Strongly connected components, bridges, articulation points
Convention: Answer blocks are children of “Show answer” parents. Click the triangle to collapse — Logseq remembers.
🎯 Why this matters
In an undirected graph, “connected component” is straightforward: two vertices are in the same component iff there’s a path between them (Connectivity).
In a directed graph, “connected” is trickier. Consider a Twitter follow graph:
- Alice follows Bob; Bob follows Alice → mutual follow.
- Bob follows Carol; Carol doesn’t follow Bob → one-way.
You can reach Carol from Bob, but not Bob from Carol. So in a directed-graph sense, Bob and Carol are “weakly” connected but not “strongly” connected. Strongly connected means: there’s a directed path both ways between every pair of vertices in the component.
Real-world uses for finding Strongly Connected Components (SCCs):
- Web graph analysis: web pages and hyperlinks form a directed graph; SCCs are tightly-interlinked clusters (great for ranking and clustering).

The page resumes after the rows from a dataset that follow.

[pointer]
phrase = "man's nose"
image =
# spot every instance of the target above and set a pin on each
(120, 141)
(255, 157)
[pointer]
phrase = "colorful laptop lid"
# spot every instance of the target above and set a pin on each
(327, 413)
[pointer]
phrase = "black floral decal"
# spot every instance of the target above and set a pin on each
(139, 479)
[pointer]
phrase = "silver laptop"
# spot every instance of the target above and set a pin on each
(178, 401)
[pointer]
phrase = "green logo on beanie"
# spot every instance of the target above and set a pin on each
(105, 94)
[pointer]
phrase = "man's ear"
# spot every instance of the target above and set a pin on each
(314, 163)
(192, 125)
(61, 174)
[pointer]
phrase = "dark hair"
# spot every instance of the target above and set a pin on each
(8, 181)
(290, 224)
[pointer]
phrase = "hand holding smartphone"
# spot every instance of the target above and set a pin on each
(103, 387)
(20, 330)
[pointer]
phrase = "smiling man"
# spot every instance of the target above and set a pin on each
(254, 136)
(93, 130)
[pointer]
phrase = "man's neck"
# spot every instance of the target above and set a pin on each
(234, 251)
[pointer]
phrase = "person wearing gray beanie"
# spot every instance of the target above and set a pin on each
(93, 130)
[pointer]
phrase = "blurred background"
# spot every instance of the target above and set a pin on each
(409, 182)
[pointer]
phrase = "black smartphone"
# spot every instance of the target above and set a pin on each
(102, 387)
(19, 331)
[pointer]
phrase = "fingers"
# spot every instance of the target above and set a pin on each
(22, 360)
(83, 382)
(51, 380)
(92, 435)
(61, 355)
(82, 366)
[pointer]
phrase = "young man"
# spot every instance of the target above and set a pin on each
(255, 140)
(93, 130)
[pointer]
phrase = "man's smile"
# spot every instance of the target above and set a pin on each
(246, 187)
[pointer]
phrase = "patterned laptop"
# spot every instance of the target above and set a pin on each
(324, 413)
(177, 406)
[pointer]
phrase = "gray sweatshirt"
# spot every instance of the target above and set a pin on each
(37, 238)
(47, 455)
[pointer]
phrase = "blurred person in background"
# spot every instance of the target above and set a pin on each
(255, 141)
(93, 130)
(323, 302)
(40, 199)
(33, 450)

- Compiler analysis: function-call graphs, with SCCs marking mutual recursion groups (your compiler needs to inline these together).
- Type inference: variables in mutual recursion in Hindley-Milner.
- 2-SAT solving: classical reduction to SCCs in the implication graph.
- Deadlock detection: a cycle in the resource-allocation graph = a strongly-connected component with >1 vertex.
And a closely-related undirected pair: bridges (edges whose removal disconnects the graph) and articulation points (vertices whose removal disconnects the graph). Both are about robustness — “what’s the single point of failure?”
This page covers Kosaraju’s and Tarjan’s algorithms for SCCs, then briefly touches on bridges/articulation points.
A tiny worked example
Take this directed graph:
1 ──→ 2 ──→ 3
↑ │
│ ↓
└──── 4 5 ──→ 6
↑ │
└───┘
Edges:
1 → 2
2 → 3
2 → 4
4 → 1
5 → 6
6 → 5
The SCCs are:
{1, 2, 4}— cycle 1→2→4→1.{3}— 3 has no outgoing edges; nothing reaches back.{5, 6}— cycle 5→6→5.
Three SCCs, none of which connect bidirectionally to another. This is the example we’ll trace below.
Naming the parts:
- Strongly Connected Component (SCC) — maximal set of vertices where every pair has directed paths both ways.
- Condensation — the graph you get by collapsing each SCC into a single super-vertex. The condensation is always a DAG (proof by contradiction — a cycle of SCCs would mean they were all one big SCC).
- Transpose graph
G^T— same vertices, every edge reversed. SCCs inGare the same as SCCs inG^T. This is the basis of Kosaraju’s algorithm.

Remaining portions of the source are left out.